/snakemake

Snakemake template with a slurm profile (marcc).

Primary LanguagePythonMIT LicenseMIT

snakemake

This repository works as a template to start a Snakemake project. Along with a basic file structure and example codes, it contains a snakemake profile to submit jobs on MARCC.

How to install Snakemake on MARCC

##########################################################
### load required modules                              ###
##########################################################

# load anaconda module version >= 4.6.0
module load  anaconda

# load python
module load python/3.7.4-anaconda 

############################################################
### create and activate a custom conda environment       ###
### to install/update packages without admin privilege   ###
### following instructions from                          ###
### https://www.marcc.jhu.edu/python-environments/.      ###
### see section "Case B. Custom conda environments"      ###
############################################################

# go to a directory to create conda 
# NOTE: MARCC recommends creating conda environments inside ~/work/code/
cd /home-1/asaha6@jhu.edu/python_env/conda # remember to change the directory

# create reqs.yaml file with basic packages
printf "dependencies:\n\
  - python=3.7\n\
  - matplotlib\n\
  - scipy\n\
  - numpy\n\
  - nb_conda_kernels\n\
  - au-eoed::gnu-parallel\n\
  - h5py\n\
  - pip\n\
  - pip:\n\
    - sphinx" > reqs.yaml
    
# install conda environment
conda env update --file reqs.yaml -p ./my_conda_env

# activate conda environment
conda activate /home-net/home-1/asaha6@jhu.edu/python_env/conda/my_conda_env

##############################################################################
### install snakemake using the new enviroment following instructions from ###
### https://snakemake.readthedocs.io/en/stable/tutorial/tutorial.html      ###
##############################################################################

# install mamba
conda install -c conda-forge mamba

# install snakemake using mamba
mamba create -c conda-forge -c bioconda -n snakemake snakemake

# exit from current environment
conda deactivate

# activate snakemake 
conda activate snakemake

# now you may run snakemake commands. test if help works.
snakemake --help

How to activate (and deactivate) Snakemake

module load  anaconda              # >= v4.6.0, use the version used during installation
module load python/3.7.4-anaconda  # >= v3.7, use the version used during installation
conda env list                     # you'll see all available environments
conda activate YOUR/SNAKEMAKE/ENV  # activate snakemake env
# conda deactivate                 # to exit/deactivate snakemake

How to run Snakemake on MARCC

  1. In your github account, create a new repository by using this repository as a template. Related tutorial. You will keep your codes in this repository. No need to write any extra code for demo.
  2. Clone the new repository on marcc. Related tutorial.
    git clone https://github.com/USER-NAME/REPOSITORY-NAME
    
  3. Make sure you are on a MARCC login node and Snakemake is activated. See the section above.
  4. Go to the repository directory on MARCC.
    cd PATH/TO/YOUR/REPO
    
  5. Run the following using maximum 2 cores.
    snakemake --profile profiles/marcc -j2
    

How to configure jobs

Edit the global and job-specific configuration files to configure your jobs.

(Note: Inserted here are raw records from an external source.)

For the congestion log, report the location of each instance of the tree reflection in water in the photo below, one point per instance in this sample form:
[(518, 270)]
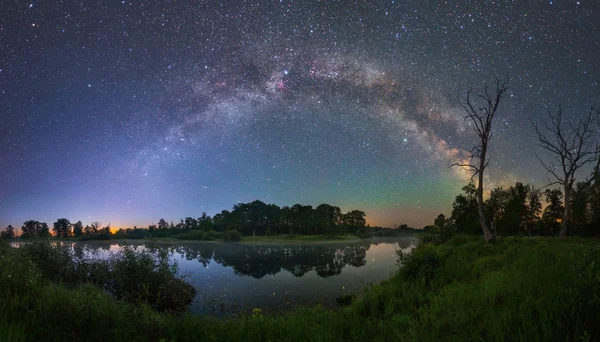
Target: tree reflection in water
[(259, 261), (234, 278)]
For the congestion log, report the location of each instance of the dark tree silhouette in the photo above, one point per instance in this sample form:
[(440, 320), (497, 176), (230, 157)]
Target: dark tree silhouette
[(481, 115), (62, 227), (95, 226), (78, 228), (8, 233), (572, 147)]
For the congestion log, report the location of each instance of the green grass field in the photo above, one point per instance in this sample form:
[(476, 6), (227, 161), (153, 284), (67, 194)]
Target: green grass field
[(517, 289)]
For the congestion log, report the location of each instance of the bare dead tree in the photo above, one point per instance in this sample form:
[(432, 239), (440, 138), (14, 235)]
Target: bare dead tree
[(96, 226), (572, 147), (481, 112)]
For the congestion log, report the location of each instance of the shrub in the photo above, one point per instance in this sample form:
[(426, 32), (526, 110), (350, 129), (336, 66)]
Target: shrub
[(137, 276), (232, 236)]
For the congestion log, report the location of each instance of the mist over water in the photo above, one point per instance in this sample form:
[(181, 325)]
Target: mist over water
[(235, 278)]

Global configuration file: profiles/marcc/config.yaml.

restart-times: 0                  # if failed, the job will not be restarted
jobscript: "slurm-jobscript.sh"
cluster: "slurm-submit.py"
cluster-status: "slurm-status.py"
max-jobs-per-second: 1            # max job submission rate 1 job/sec
max-status-checks-per-second: 10
local-cores: 1
latency-wait: 60                  # wait time (sec) if output file not found

Job-specific configuration file: profiles/marcc/cluster_config.yaml.

# default configuration for every rule (unless overridden)
__default__:
  partition: express
  nodes: 1
  ntasks: 1
  time: 10  # min
  output: "output/marcc_logs/{rule}/slurm-%j.out"
  error: "output/marcc_logs/{rule}/slurm-%j.err"
  job-name: "{rule}"

# configuration for "project_counts" rule -- overrides the default
project_counts:
  time: 15
  ntasks: 2

How to customize the repository for a specific project

  1. Add your scripts in the repository -- preferably in src folder (please create the folder).
  2. Edit configuration variables in config/config.yaml file.
  3. Add your Snakemake rules in rules folder.
  4. Edit Snakefile to aggregate all rules and to define final outcomes of the project.
  5. Edit profiles/marcc/cluster_config.yaml to allocate resources for each job.

NOTE: You may like to delete example rules in rules folder, example data in data/example folder.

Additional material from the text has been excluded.